SAAG = Serum albumin − Ascitic fluid albumin (both measured on the same day)
| SAAG | Category | Causes |
|---|---|---|
| ≥ 1.1 g/dL (High) | Portal hypertension | Cirrhosis, Budd-Chiari, Congestive heart failure, Constrictive pericarditis, Portal vein thrombosis |
| < 1.1 g/dL (Low) | Non-portal hypertension | Nephrotic syndrome, Tuberculosis, Malignancy, Pancreatitis, Chylous ascites, Protein-losing enteropathy |
💡 SAAG vs Old Transudate/Exudate Classification
SAAG has replaced the old transudative/exudative classification for ascites (based on total protein). SAAG is superior because it is based on oncotic-hydrostatic balance, reflecting portal pressure. Its accuracy is ~97% for diagnosing portal hypertension.
| Test | Normal/Interpretation |
|---|---|
| Appearance | Straw-colored (transudate); turbid/cloudy (infection/inflammatory); milky (chylous); bloody (trauma/malignancy) |
| Total protein | <2.5 g/dL = transudate; >2.5 g/dL = exudate (old classification) |
| Albumin (for SAAG) | See SAAG interpretation above |
| Cell count and differential | PMN count >250 cells/mm³ = Spontaneous Bacterial Peritonitis (SBP) |
| Gram stain and culture | Inoculate into blood culture bottles at bedside; identifies organism in SBP |
| Glucose | Low (<50 mg/dL) = SBP, secondary peritonitis, TB |
| LDH | Elevated in malignancy and secondary peritonitis |
| Triglycerides | >200 mg/dL (usually >1000 mg/dL) = Chylous ascites |
| Cytology | Malignant cells in peritoneal carcinomatosis/lymphoma |
| AFB smear + culture | Tubercular peritonitis (culture is gold standard but takes weeks) |
SBP is the infection of ascitic fluid without an identifiable intra-abdominal source (i.e., no perforation or adjacent abscess).

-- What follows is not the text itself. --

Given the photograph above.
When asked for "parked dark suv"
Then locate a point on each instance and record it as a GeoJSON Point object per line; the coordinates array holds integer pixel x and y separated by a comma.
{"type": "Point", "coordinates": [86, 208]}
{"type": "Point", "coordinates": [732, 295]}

Diagnostic criterion: Ascitic fluid PMN count >250 cells/mm³
Clinical features: Fever, abdominal pain/tenderness, altered mental status (encephalopathy), unexplained clinical deterioration. Up to 13% may be asymptomatic.

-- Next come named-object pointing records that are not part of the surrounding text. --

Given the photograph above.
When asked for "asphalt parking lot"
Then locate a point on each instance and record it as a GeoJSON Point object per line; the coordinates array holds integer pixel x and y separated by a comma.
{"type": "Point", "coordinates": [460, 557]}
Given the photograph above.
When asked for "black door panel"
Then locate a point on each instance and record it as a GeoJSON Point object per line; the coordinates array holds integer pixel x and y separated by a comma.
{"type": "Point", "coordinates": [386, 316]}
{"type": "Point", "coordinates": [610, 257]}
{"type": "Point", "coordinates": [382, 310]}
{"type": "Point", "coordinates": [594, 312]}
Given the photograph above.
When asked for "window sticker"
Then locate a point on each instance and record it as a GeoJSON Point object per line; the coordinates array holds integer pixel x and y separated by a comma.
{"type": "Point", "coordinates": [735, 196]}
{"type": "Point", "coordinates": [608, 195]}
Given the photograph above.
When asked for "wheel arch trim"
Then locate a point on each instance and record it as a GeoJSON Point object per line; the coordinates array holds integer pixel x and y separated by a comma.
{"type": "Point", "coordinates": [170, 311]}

Organisms: Gram-negative (E. coli — 50%, Klebsiella), Gram-positive (Streptococcus, Staphylococcus). Almost always monomicrobial (polymicrobial infection suggests perforation).
Culture-negative neutrocytic ascites: PMN >250/mm³ but culture negative — treat as SBP.
🚨 Important Distinction
SBP = PMN >250/mm³ + single organism (or culture negative). Secondary bacterial peritonitis = PMN >250/mm³ + polymicrobial + total protein >1 g/dL + glucose <50 mg/dL + LDH above normal → requires CT/surgery.

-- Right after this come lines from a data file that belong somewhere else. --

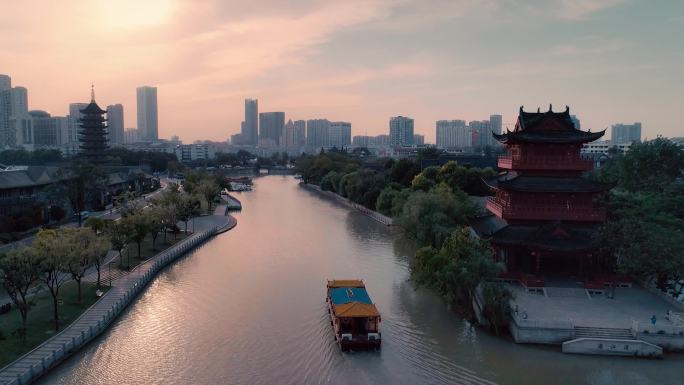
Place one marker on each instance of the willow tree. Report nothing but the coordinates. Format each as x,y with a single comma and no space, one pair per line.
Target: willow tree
52,251
19,269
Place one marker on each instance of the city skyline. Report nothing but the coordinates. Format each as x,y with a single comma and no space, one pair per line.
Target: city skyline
598,57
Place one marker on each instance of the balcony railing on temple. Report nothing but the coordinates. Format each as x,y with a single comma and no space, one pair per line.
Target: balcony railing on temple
582,162
546,212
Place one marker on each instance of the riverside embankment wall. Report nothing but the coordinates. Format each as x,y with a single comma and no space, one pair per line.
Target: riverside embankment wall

Baseline: CBC (anemia, thrombocytopenia from hypersplenism), LFT (bilirubin, AST, ALT, ALP, albumin, globulin), PT/INR (synthetic function), serum electrolytes, BUN/creatinine (hepatorenal syndrome), blood sugar.
Etiological: HBsAg, Anti-HCV, Ceruloplasmin + serum copper + 24-hr urinary copper (Wilson disease), Alpha-1 antitrypsin level, ANA + Anti-dsDNA (SLE, autoimmune hepatitis), Anti-smooth muscle antibody (AIH), urine protein (nephrotic), throat culture/ASO titre (post-streptococcal), serum ferritin (metabolic liver disease).
Imaging: USG abdomen with Doppler (portal vein, hepatic veins), Chest X-ray (pleural effusion, cardiomegaly).
The International Club of Ascites (ICA) classifies ascites into three grades:
| Grade | Description | Detection |
|---|---|---|
| Grade 1 (Mild) | Minimal ascites — only detectable on ultrasound | USG only |
| Grade 2 (Moderate) | Moderate, symmetric distension of abdomen | Clinical (shifting dullness +) |
| Grade 3 (Tense/Large) | Marked distension, tense abdomen | Clinical (fluid thrill +) |
Refractory ascites: Ascites that does not respond to maximum doses of diuretics (spironolactone 400 mg/day + furosemide 160 mg/day in adults) — requires large-volume paracentesis or TIPS.
- Appearance: Straw-colored or turbid, sometimes hemorrhagic
- SAAG: <1.1 g/dL (low — exudative, non-portal hypertensive)
- Total protein: >2.5 g/dL (exudate)
- Cell count: Lymphocytic pleocytosis (lymphocytes predominant)
- Glucose: Low
- Adenosine deaminase (ADA): >30–40 U/L — sensitive marker for TB peritonitis
- AFB smear: Low sensitivity (~0–5%). Culture: Gold standard but slow (weeks).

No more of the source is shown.